İlk Göbeklitepe ziyaretinizden sonra içsel bir itkiyle yazmaya başladığınızı anlatıyorsunuz. “Yazdım ve bir Göbeklitepe romanı çıktı”dan ziyade “Göbeklitepe’ye gittim ve yazmaya başladım” cümlesi daha açıklayıcı mı olur? Yazıyla ilişkinizin net başlangıcı böyle mi oldu?

Aslına bakarsanız çok daha detaylı ve incelikli bir başlangıcı oldu; “yazdım” ya da “yazmaya başladım” benim için sonuç cümlesiydi. Yazmak önce hayal etmeyi, Dünyanın Uyanışı gibi odağına tarihi bir mekânı alıyorsa araştırmayı beraberinde getiriyor. Yazma fikri, evet, Göbeklitepe’ye gittiğimde gelişti. Fakat süreci hayli uzun ve sancılıydı.

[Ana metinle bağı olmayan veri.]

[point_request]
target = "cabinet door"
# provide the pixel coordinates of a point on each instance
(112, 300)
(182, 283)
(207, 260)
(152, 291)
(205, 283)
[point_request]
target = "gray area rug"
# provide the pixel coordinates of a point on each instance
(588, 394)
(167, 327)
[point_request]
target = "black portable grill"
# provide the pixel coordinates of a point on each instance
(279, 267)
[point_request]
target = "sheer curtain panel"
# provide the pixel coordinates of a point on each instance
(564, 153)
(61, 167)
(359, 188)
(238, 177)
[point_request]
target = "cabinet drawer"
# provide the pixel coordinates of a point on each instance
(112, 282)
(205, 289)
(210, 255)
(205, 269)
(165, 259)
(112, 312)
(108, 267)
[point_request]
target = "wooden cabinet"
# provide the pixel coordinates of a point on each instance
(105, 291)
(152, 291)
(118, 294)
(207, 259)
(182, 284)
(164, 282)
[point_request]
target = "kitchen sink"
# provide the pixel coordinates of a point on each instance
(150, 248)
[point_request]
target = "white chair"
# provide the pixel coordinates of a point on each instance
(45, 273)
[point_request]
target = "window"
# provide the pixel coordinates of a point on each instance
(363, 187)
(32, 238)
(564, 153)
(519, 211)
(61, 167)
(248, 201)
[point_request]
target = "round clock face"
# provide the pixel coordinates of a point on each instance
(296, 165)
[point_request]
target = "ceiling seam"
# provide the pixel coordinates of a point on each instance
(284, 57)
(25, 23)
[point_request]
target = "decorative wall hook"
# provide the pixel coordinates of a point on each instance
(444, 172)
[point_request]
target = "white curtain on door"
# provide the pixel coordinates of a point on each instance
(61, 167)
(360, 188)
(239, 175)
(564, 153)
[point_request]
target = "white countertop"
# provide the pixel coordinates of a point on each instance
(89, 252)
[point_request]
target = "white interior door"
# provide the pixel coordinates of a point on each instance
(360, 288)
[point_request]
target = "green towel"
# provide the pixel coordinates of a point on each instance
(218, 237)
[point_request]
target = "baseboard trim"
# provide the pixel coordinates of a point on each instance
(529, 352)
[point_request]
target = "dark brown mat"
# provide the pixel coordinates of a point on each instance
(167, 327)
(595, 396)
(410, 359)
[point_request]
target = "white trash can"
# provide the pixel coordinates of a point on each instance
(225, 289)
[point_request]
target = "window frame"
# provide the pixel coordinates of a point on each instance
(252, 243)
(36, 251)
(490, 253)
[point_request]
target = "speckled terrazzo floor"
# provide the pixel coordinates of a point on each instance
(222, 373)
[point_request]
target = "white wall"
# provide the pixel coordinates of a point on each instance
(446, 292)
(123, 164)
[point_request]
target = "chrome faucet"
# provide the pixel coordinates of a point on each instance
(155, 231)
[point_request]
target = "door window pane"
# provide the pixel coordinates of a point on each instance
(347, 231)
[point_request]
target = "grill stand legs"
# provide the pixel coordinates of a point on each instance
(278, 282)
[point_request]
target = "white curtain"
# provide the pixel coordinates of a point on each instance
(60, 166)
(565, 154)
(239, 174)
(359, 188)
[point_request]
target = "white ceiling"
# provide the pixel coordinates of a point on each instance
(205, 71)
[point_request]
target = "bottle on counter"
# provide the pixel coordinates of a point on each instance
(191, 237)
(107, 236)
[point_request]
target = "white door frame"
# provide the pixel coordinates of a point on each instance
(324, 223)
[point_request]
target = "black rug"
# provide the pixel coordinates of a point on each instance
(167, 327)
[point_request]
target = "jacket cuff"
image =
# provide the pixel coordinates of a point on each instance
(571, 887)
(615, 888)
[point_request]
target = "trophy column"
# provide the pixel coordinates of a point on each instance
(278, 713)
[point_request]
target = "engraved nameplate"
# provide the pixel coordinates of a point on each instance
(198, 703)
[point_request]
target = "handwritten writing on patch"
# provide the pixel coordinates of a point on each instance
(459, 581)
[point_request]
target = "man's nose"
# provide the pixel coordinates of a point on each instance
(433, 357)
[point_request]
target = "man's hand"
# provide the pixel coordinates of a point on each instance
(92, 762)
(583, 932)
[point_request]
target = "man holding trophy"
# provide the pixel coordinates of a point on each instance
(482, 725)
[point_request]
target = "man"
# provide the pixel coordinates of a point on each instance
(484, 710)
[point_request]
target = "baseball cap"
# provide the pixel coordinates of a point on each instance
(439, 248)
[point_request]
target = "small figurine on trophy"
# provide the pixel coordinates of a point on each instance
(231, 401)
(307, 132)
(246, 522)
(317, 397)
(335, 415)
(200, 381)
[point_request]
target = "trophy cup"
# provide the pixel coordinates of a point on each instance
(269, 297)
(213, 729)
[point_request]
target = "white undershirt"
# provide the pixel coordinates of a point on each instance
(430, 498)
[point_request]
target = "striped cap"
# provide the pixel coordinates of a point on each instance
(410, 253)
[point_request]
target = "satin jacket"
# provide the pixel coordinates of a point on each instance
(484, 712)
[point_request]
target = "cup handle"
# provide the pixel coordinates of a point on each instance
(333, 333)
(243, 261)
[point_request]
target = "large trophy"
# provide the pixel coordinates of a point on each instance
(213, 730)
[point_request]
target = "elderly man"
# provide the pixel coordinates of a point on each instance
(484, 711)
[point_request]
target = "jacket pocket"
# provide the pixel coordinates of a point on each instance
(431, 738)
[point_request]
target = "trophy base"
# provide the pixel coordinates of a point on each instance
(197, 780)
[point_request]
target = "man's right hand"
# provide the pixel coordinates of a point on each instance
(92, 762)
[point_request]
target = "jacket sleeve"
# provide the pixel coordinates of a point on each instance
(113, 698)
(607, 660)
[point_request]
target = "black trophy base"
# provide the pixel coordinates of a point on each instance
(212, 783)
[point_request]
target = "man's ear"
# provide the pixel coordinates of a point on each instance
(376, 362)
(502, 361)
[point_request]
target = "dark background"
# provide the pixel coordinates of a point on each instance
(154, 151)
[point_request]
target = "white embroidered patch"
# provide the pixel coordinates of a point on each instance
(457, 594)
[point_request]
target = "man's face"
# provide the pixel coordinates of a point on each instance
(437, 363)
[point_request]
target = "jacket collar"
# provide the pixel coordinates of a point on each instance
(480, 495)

Göbeklitepe’nin size “Yazmalısın!” dediğini söylüyorsunuz. Bunu bildiğimiz anlamdaki ilhamdan ayıran ne?

Bu bir serzeniş cümlesi yani metafor. O topraklar bana bendeki potansiyeli açığa çıkarmam gerektiğini söyledi, aslına bakarsanız tüm bunlar buranın bendeki manasıyla ilintili. Gündelik hayatımızda sıklıkla yaşamayız bunu, bize “Bunu yapmalısın” diyen sesi duymak, işaretleri takip etmek zordur. Göbeklitepe’nin manası benimle konuştuğunda, “yazmalısın” dediğini duydum. Bu durum aradaki duygusal ve ruhsal bağlantıyı geliştirdi.

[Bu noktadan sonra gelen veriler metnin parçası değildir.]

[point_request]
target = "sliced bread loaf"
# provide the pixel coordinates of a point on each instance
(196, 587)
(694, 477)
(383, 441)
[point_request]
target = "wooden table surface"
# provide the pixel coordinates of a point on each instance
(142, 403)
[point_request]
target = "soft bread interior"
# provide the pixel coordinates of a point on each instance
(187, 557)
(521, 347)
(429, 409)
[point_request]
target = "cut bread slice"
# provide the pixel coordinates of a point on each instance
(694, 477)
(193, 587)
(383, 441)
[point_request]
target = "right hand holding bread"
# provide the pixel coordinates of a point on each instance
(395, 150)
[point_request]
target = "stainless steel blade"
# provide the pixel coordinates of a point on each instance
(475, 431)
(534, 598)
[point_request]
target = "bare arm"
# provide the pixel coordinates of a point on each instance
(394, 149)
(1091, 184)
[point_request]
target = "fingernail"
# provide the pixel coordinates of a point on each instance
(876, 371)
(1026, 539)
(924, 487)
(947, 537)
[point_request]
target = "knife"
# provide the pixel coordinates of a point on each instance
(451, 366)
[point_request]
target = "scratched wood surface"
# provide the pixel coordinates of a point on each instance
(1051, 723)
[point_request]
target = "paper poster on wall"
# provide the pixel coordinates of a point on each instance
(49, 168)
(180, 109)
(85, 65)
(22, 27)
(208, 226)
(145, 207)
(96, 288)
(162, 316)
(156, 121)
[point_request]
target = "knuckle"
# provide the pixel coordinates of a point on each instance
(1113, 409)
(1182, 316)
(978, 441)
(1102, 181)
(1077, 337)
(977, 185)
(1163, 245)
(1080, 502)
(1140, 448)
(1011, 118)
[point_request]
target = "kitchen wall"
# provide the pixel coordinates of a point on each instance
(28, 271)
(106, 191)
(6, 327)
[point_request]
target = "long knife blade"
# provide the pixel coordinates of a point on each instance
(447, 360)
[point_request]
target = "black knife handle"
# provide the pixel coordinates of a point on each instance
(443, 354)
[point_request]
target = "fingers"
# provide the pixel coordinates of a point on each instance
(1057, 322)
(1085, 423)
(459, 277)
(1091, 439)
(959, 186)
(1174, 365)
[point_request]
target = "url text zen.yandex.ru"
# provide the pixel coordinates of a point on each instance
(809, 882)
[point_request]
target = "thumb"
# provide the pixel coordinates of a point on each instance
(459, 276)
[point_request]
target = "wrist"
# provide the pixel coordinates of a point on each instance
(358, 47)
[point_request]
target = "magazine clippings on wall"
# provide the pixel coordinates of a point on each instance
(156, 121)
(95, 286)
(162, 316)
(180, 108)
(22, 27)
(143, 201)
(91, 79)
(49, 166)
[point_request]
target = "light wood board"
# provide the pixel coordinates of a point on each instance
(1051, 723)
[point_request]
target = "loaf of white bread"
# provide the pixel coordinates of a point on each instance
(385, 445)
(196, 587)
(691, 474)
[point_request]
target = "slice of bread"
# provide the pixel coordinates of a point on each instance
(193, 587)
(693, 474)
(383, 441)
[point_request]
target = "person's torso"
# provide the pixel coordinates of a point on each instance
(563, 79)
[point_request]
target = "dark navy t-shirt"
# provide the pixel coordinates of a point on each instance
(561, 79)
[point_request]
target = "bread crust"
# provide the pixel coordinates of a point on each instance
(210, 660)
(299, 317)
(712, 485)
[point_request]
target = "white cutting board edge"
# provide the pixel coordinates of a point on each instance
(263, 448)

Yazıyla ilişkiniz ne olursa olsun Dünyanın Uyanışı‘nın arka planını oluşturan bir ezoterik, kozmik ve spiritüel dağarcık var. Bu dağarcığı neler besledi? Okuduklarınız, araştırdıklarınız?

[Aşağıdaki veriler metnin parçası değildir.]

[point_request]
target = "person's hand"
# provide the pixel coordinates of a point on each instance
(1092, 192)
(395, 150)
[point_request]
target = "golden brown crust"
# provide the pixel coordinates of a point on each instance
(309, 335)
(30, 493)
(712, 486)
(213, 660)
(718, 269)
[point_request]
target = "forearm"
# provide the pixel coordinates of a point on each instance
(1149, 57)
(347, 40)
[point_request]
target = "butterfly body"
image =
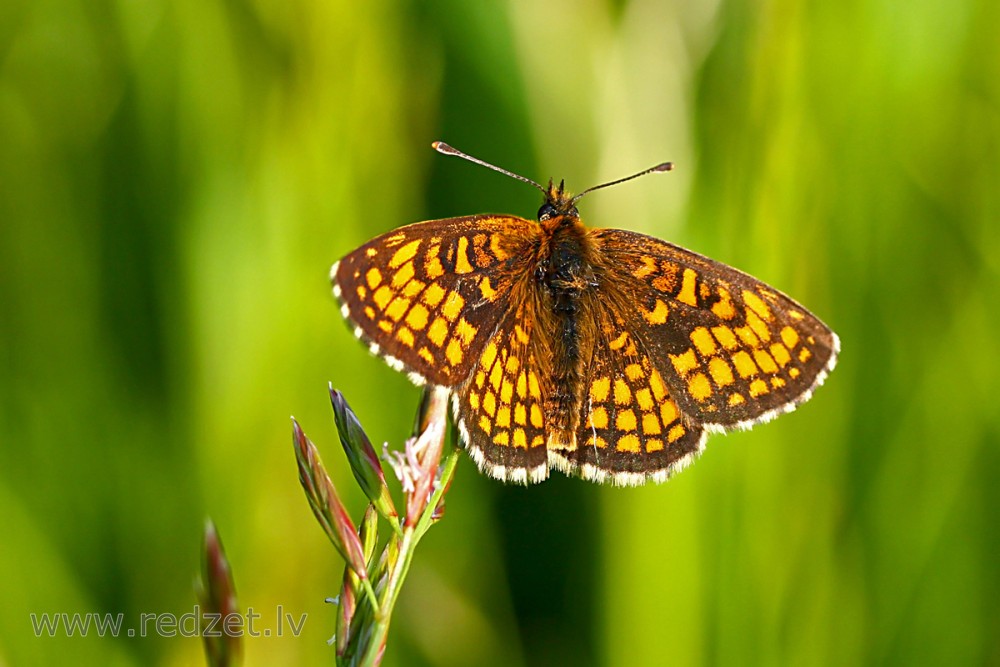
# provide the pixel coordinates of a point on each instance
(599, 352)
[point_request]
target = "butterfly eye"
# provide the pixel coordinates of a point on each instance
(546, 211)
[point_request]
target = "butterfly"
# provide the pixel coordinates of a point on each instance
(602, 353)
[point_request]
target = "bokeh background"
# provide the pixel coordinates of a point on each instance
(177, 177)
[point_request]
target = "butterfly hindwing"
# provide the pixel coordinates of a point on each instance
(732, 350)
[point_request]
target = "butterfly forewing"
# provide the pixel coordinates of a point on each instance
(428, 296)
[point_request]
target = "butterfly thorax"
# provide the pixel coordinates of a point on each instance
(564, 282)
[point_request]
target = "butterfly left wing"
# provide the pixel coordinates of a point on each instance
(427, 297)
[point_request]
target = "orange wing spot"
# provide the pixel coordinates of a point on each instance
(699, 386)
(397, 308)
(748, 337)
(506, 391)
(758, 326)
(417, 317)
(634, 372)
(413, 288)
(452, 306)
(598, 418)
(382, 297)
(520, 438)
(522, 385)
(486, 289)
(462, 264)
(465, 331)
(433, 295)
(723, 308)
(659, 313)
(726, 337)
(684, 363)
(454, 352)
(628, 443)
(405, 336)
(535, 415)
(433, 267)
(619, 343)
(650, 424)
(720, 371)
(623, 395)
(765, 361)
(490, 403)
(496, 374)
(599, 389)
(533, 389)
(656, 384)
(438, 331)
(648, 267)
(625, 421)
(780, 354)
(688, 283)
(496, 246)
(744, 364)
(513, 363)
(668, 412)
(403, 275)
(404, 254)
(598, 442)
(520, 414)
(758, 388)
(703, 341)
(757, 305)
(644, 400)
(790, 337)
(489, 355)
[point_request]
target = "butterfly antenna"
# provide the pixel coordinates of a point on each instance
(663, 166)
(445, 149)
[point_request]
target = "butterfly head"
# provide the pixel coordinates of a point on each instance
(557, 202)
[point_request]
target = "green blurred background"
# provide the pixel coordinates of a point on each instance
(177, 177)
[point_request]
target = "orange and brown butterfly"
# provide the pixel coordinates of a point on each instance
(598, 352)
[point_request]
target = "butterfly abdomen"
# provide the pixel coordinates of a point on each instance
(565, 279)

Öncelikle size çocukluğumdan bu yana spiritüel bir yanım olduğundan bahsetmeliyim. Ben eğitimlerimi tamamlayana kadar bu durumdan hep korktum. Şimdilerde verdiğim ruhsal danışmanlık seansları ve eğitimleriyle bu durumu insanlığa faydalı hale getirdim. Benimle benzer durumları yaşayan birçok insanın hikâyesine bire bir şahit oldum. Aslında spiritüel dünya şu yaşadığımız gündelik hayattan bağımsız değil. Manayı ve ilhamı gördüğümüzde hayat zaten işaretleri gündeliğin içine saklıyor, bize fark etmek kalıyor. Spiritüel ve ruhsal danışmanlıktan deneyimlediğim tüm bilgiyi romanın içine giydirerek biraz farkındalık yaratmak istedim. Yaptığım okumalar ve araştırmalar kendi gelişimim içindi. Fakat aktardıklarım insanlığın gelişiminde fayda sağlamak için…

“Kadınların, Hiçliğin Ortasında, Varlık Denizinde Yüzebileceğine İnanıyorum”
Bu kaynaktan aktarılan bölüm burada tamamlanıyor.